Instead it looks like this just performs language detection. Is there a significant advantage to that method as opposed to just reusing one of the many existing open sources solutions based on simpler models such as [1] and retraining them with a corpus that includes the language(s) that weren't supported? You offer a comparative table for FastText & GCP, how do you explain FastText's abysmal performance on English in terms of precision? The value just seems way too low to not be a bug of some sort?
And the vast majority of native content is written in the Roman script - (native script keyboards are poorly designed or unavailable I suppose).

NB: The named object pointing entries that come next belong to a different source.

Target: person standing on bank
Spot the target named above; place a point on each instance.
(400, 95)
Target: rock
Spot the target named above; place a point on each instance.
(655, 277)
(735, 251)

Thus a large chunk of content gets tossed in as English - granted it won't be a high confidence prediction but it still is the produced label.
Corpora in the subcontinent can manifest in 10 - 12 languages - say the Rohingya language for instance - it is near impossible to get an annotator that speaks that language. Getting a monolingual corpus out with zero annotation is quite useful.
The multi-language detection is pretty important too; I have a cousin who posts on FB in a mixture of English, Malay, Marathi and Bengali (the last of which I don't at all understand), mostly in the Latin alphabet. My kid also switches languages mid sentence. I t's pretty common.
The authors knew this, because it compares it in the paper, but doesn't call it out in the post!
Edit: just realised the link on popular "open source" goes to the FastText post I linked below. Still - I think it would have been good to explicitly note this!